Here's my contribution to documenting the conjunction from the 27th. Again, 
thanks to Mark Wainwright for giving the heads up on this --- it allowed me 
to get the camera gear set up and wait for a sucker hole in the high thin 
clouds we had in the area. It was also a little breezy at the time and this 
is the one of the better shots that came out --- the 500mm catches a lot of 
wind that even a decent camera tripod can't overcome.

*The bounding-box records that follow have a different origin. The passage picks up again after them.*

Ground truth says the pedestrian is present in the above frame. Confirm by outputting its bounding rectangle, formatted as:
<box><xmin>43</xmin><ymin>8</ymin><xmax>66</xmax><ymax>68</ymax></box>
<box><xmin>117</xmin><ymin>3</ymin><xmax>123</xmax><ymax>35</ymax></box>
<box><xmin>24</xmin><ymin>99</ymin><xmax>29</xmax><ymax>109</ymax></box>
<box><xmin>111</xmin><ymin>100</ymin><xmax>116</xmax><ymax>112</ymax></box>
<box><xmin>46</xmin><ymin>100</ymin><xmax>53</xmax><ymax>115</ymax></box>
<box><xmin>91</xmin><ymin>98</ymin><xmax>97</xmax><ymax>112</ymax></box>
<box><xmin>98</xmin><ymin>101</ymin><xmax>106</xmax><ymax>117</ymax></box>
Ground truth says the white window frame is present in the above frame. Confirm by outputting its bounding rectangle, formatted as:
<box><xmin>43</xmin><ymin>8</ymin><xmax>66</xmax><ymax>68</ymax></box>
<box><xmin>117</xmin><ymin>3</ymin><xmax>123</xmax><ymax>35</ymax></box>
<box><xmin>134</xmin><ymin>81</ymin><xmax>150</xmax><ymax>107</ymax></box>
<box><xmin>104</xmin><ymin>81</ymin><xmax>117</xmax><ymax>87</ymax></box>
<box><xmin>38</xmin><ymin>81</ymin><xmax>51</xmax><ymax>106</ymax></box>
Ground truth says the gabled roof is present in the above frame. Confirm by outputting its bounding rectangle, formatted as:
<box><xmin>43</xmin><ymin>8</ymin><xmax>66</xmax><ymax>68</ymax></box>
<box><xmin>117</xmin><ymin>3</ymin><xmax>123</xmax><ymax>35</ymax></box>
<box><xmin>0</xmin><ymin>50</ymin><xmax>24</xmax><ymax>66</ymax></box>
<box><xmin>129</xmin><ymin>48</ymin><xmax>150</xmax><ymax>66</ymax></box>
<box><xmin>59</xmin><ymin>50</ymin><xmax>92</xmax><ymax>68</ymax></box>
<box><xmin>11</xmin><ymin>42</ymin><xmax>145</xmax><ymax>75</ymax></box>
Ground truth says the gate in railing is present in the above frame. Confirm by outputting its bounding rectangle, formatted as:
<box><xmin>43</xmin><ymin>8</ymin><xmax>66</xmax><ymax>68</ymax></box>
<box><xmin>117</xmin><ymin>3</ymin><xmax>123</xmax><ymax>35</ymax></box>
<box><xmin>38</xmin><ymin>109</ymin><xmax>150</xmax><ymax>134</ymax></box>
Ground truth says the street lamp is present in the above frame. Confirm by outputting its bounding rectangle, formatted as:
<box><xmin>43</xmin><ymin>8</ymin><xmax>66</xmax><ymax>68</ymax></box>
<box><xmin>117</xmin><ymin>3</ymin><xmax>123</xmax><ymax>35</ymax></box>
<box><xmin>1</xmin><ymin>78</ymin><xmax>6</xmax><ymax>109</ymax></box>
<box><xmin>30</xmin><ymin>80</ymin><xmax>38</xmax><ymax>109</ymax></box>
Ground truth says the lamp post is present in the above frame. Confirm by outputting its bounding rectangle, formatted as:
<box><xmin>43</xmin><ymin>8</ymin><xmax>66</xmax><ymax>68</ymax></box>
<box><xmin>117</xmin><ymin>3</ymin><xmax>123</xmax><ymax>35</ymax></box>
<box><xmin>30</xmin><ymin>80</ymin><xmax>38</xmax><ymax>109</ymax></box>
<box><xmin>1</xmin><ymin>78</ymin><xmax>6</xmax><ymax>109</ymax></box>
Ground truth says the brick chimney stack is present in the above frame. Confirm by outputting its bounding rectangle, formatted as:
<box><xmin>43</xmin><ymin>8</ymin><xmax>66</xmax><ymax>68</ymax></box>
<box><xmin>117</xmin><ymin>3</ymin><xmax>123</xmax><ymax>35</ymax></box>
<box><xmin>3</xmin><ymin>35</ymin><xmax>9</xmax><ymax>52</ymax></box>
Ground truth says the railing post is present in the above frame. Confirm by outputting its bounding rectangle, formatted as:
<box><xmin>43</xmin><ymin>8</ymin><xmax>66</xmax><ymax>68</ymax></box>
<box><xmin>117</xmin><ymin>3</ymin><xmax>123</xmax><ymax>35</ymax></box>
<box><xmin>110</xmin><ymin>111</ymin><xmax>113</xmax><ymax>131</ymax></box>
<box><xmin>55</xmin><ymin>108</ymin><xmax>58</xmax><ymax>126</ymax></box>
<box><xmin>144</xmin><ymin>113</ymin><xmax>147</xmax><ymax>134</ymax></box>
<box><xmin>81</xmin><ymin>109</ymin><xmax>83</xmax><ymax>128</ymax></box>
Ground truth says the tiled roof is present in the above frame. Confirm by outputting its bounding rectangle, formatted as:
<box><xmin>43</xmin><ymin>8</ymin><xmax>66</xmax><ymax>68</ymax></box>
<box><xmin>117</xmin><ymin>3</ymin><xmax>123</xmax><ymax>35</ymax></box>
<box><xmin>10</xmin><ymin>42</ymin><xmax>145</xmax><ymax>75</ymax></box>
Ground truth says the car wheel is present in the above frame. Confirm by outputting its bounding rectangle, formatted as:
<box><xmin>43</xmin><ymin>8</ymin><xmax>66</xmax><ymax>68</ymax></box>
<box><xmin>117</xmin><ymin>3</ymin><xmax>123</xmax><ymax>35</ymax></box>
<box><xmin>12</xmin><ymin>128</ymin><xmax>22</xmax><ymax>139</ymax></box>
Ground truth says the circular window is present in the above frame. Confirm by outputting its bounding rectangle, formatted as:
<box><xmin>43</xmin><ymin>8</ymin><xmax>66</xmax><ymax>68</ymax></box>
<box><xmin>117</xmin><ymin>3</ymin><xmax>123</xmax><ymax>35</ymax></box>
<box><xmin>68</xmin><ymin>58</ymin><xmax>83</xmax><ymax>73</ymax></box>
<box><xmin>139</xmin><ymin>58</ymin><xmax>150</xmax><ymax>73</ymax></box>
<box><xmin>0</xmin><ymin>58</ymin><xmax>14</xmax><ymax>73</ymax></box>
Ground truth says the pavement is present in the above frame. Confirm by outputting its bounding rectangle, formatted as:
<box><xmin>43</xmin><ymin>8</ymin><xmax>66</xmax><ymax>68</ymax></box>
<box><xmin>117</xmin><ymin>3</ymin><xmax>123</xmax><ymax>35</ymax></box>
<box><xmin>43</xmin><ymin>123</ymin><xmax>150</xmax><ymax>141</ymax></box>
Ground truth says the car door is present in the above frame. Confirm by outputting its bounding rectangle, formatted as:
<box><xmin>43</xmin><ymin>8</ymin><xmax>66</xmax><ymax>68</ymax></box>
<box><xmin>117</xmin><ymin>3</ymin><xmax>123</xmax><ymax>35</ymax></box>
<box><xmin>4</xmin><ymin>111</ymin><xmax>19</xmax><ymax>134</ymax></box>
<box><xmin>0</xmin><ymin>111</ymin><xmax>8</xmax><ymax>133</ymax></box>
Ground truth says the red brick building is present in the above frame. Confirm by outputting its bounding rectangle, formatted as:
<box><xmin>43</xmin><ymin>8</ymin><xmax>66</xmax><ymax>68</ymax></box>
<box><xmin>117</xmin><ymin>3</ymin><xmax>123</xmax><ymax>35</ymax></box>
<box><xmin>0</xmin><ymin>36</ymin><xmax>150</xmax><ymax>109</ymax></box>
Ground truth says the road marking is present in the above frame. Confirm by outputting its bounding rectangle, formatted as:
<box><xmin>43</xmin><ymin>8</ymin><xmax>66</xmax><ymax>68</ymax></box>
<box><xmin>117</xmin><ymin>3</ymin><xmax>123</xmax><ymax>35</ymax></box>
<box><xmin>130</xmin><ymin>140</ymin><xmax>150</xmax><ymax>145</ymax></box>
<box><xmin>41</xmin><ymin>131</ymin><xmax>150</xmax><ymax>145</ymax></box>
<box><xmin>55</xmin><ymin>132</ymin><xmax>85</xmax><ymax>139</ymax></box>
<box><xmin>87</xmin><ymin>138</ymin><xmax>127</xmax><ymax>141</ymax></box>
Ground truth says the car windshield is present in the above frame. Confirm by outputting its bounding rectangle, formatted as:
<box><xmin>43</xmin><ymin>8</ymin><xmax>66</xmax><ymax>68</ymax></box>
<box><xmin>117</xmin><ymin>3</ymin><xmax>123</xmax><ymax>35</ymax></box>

This is the first time 
I have been able to capture a planet in phase without the use of a 
telescope.

http://www.pbase.com/image/109685037

----- Original Message ----- 
From: <sam@xxxxxxxxxxx>
To: <az-observing@xxxxxxxxxxxxx>
Sent: Sunday, March 01, 2009 8:28 AM
Subject: [AZ-Observing] Re: Moon and Venus


> Hi David -
>
> It looks like you have a duplicate entry in your link. This one works:
>
> http://autostarsuite.net/photos/dshafer/picture18644.aspx
>
> I also captured the conjuction, using a slighly larger lense set-up (500mm
> with 1.4x TC) and was able to get Venus in a crescent phase as well.
>
> -Sam
> ----- Original Message ----- 
> From: "DAVID SHAFER" <davidgshafer@xxxxxxx>
> To: "Arizona Observing" <az-observing@xxxxxxxxxxxxx>
> Sent: Sunday, March 01, 2009 8:22 AM
> Subject: [AZ-Observing] Moon and Venus
>
>
>>I imaged the conjunction on the 27th with a Canon DSLR and a 300mm zoom
>> lens. If you look closely at the large image, you can see the disk of
>> Venus. Stack of 16 .5 second images. Converted from RAW to tiff in
>> Nebulosity2. Stacked, levels and curves in PS CS2.